Clinical practice guidelines are now a common feature of clinical practice and are of interest worldwide. They are expected to facilitate more consistent, effective and efficient medical practice, and improve health outcomes1 Governments, professional associations, and healthcare organisations are increasingly sponsoring the development and dissemination of clinical guidelines.2 There is also a growing number of guidelines developed by European or international groups.
Although the principles for the development of sound guidelines are well established,3–5 many published guidelines fall short of the basic quality criteria identified in two recent studies.6,7 Defining the quality of guidelines is not straightforward. In principle a “good” guideline is one that eventually leads to improved patient outcome. It needs to be scientifically valid, usable, and reliable. However, this evidence is rarely available. Often the best that can be expected is some information on whether the guideline producers have attempted to minimise all the biases that can occur in the complex process of creating a guideline and how well this is reported.

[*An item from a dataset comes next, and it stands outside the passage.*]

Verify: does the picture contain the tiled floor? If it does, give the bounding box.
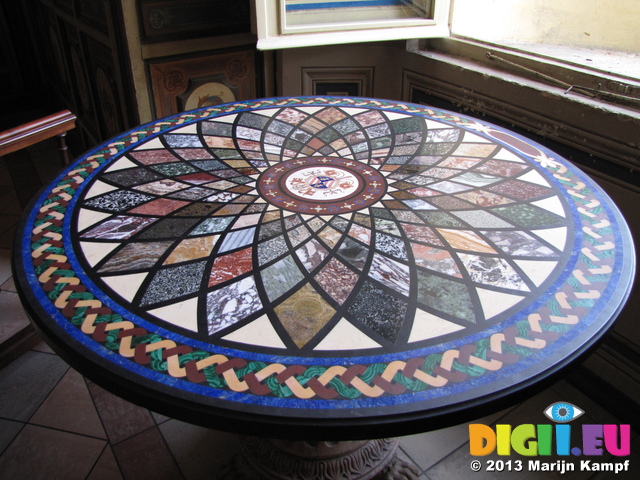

As the number of published guidelines proliferates, there have been calls for the establishment of internationally recognised standards to improve the development and reporting of clinical guidelines.6 Moreover, there is a pressing need for internationally recognised criteria that are valid, reliable, and useful for various assessment purposes in different countries, both for guideline developers and clearing houses as well as individual users of guidelines.
In response, an international group of researchers from 13 countries—the Appraisal of Guidelines, REsearch and Evaluation (AGREE) Collaboration—has developed and validated a generic instrument that can be used to appraise the quality of clinical guidelines. The AGREE instrument is designed to assess the process of guideline development and how well this process is reported. It does not assess the clinical content of the guideline nor the quality of evidence that underpins the recommendations. In this paper we report the development and validation of the AGREE instrument.
A multi-staged approach was used that included an item generation, selection and scaling process, and field testing and refinement procedures.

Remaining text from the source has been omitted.